En effet, la guerre du Vietnam présente cette particularité d’avoir été perdue par les Américains alors que ceux-ci ont gagné militairement toutes les batailles[6]. Cela permet à Kubrick de poser la question du sens de ce double processus d’optimisation et de contrôle de la violence réalisé par la société. A travers le corps des marines et la propagande, il atteint certes à une sorte de perfection. Mais, in fine, à quoi cela sert-il ? La conclusion du réalisateur, à la fin du film – mais c’est également, on l’a vu, l’aboutissement d’une réflexion de moraliste menée sur le long terme – semble alors aussi simple que profondément pessimiste : à rien ou presque. Les soldats, finalement, ne savent pas pourquoi ils se battent et, dès qu’ils commencent à s’interroger, en viennent à remettre en question la justesse de la cause – laquelle, d’ailleurs? – qu’ils défendent. Toutefois cet embryon de réflexion ne les empêche pas de continuer à tuer des Vietnamiens comme si de rien n’était.
Matthew Modine
La morale finalement appartient à Guignol. De tous les personnages du film, il semble être le seul à disposer d’un peu d’intelligence et de culture. Cela l’entraînera à avoir, par instants, quelques scrupules – notamment au moment de frapper Baleine ce à quoi il se résoudra toutefois – et un soupçon d’humanisme – qui le conduira à exécuter, pour écourter ses souffrances, la snipeuse vietnamienne (Ngoc Le)[7] pourtant responsable de la mort de son ami Cow-boy (Arliss Howard). Mais ces quelques qualités ne l’empêchent de développer sa propre violence et il n’a de cesse de souhaiter se retrouver au cœur des combats dans ce que les soldats appellent le « merdier ». Ainsi, peut-être – mais l’on ne peut en avoir la certitude – pour se préserver adopte-t-il la posture de la distanciation (qui lui vaut son surnom) et du cynisme qui le pousse à afficher un symbole pacifiste (« peace and love ») sur son treillis alors qu’il porte l’inscription « born to kill » sur son casque. Et la conclusion lui revient : « Je vivais dans un monde merdique mais, au moins, j’étais en vie ». Ce constat, semble nous suggérer Stanley Kubrick, il faut bien le faire. Et s’en contenter.
Ran
Full Metal Jacket (1987), de Stanley Kubrick
[1] On retrouve chez ce personnage un humour noir cher à Kubrick et déjà largement utilisé dans Docteur Folamour .

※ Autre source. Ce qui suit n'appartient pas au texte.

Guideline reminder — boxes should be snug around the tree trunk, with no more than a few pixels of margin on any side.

[2] Ainsi, privé de sa violence, Alex ne peut plus, dans la troisième partie d’Orange mécanique, avoir une existence normale.

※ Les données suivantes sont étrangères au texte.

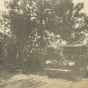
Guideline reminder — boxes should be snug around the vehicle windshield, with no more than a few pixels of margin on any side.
[62,47,87,55]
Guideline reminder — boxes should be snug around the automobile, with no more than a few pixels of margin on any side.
[45,44,88,81]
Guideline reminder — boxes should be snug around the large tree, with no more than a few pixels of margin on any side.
[7,0,88,47]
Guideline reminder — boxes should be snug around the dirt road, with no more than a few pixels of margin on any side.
[0,74,88,88]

[3] On retrouve chez ce personnage le rôle décisif que Kubrick accorde au regard. Ainsi, dans 2001, le personnage est-il représenté par un œil alors que le film se conclut par un fœtus géant regardant le spectateur. Le film suivant de Stanley Kubrick, Orange mécanique, s’ouvre encore – comme un écho – par un regard face caméra du héros et l’évolution de son regard (d’abord droit puis baissé et effrayé en cherchant à échapper aux images pendant son traitement et, enfin, remontant vers le haut après sa « guérison » à la fin du film) est le reflet de sa propre trajectoire.
[4] A l’inverse, celle-ci se poursuivra lorsqu’il refusera de tirer sur le même Bullington (Leon Vitali), devenu adulte, lors de leur duel. Si la violence est donc inacceptable dans certaines situations, elle est nécessaire dans d’autres.
[5] L’image véhicule, bien sûr, elle-même son propre langage qu’il s’agit de contrôler ce que Kubrick sait évidemment – lui qui exigeait une maîtrise complète de ses films – mieux que personne.
[6] A l’instar des Français en Algérie…
[7] On remarquera que, dans un film où les héros ne cessent, en termes particulièrement crus de parler de sexe, les femmes ne sont représentées qu’à travers trois personnages : deux prostituées et la snipeuse. Ainsi, tout comme entre Vietnamiens et Américains, la communication entre les deux sexes est très réduite. Mais Kubrick reviendra sur ce thème – avec un optimisme certes plus grand que dans Full Metal Jacket mais néanmoins limité – dans son dernier film, Eyes Wide Shut.